Klaten – Beberapa wali murid SMPN 6 Klaten mengeluhkan adanya berbagai pungutan liar yang dilakukan pihak sekolah. Berdasarkan laporan yang diterima redaksi Berita Istana, sejumlah pungutan tersebut meliputi pembayaran seragam lebih dari Rp 1 juta, Lembar Kerja Siswa (LKS) seharga Rp 100 ribu, dan pungutan mingguan untuk kebutuhan sekolah sebesar Rp 5.000 per siswa.
Salah satu wali murid yang enggan disebutkan namanya menyampaikan kekecewaannya terkait mahalnya biaya seragam. “Harga seragam sangat mahal, sementara kondisi ekonomi sebagian besar orang tua di sini sedang sulit,” ujar wali murid tersebut.
Selain itu, wali murid juga mempertanyakan penggunaan dana untuk perbaikan sekolah pasca-bencana puting beliung yang melanda Klaten pada 21 November 2024. Bencana tersebut menyebabkan kerusakan pada 16 ruang kelas, plafon ruang guru, laboratorium TIK, serta beberapa pohon tumbang.
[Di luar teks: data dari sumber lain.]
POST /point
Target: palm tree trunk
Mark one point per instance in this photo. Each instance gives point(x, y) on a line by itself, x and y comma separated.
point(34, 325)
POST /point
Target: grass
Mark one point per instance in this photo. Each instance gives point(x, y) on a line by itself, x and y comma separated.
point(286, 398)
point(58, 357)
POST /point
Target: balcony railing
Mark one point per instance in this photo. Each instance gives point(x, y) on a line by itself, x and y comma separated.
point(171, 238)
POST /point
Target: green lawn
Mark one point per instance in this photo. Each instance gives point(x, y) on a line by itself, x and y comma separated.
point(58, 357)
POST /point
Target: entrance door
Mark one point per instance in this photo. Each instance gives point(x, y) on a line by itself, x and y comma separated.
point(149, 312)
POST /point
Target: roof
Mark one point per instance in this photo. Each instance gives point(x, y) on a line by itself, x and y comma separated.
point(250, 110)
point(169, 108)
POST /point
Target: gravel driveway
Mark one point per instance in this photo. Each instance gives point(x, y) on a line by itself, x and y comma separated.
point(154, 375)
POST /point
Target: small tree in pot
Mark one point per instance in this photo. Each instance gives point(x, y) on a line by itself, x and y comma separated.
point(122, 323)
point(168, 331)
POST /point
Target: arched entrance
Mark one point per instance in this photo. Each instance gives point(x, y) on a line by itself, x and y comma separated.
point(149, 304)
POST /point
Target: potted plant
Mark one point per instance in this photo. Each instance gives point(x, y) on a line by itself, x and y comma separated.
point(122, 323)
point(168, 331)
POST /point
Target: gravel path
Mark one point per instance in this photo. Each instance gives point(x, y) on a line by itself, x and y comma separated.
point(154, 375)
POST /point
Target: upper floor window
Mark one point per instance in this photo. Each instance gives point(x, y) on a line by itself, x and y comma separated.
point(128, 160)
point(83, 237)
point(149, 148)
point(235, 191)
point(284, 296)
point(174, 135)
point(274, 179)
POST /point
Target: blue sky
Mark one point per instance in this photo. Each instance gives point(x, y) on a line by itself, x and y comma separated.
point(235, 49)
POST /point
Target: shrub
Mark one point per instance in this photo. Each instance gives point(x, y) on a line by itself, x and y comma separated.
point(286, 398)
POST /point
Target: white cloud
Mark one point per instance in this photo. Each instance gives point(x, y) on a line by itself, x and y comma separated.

Total kerugian ditaksir mencapai Rp 150 juta.
Namun, para wali murid mempertanyakan mengapa mereka masih diminta bantuan dana, mengingat pemerintah seharusnya menanggung biaya perbaikan akibat bencana alam. “Bukankah semua kerusakan akibat bencana alam sudah ditanggung pemerintah? Kenapa kami masih harus menyumbang?” keluh salah satu wali murid.
Pihak sekolah sebelumnya mengirimkan informasi melalui WhatsApp Group kepada wali murid, yang berbunyi:
“Berdasarkan hasil rapat koordinasi tanggap darurat bencana, orang tua diminta memberikan donasi sukarela demi memulihkan kondisi infrastruktur sekolah.”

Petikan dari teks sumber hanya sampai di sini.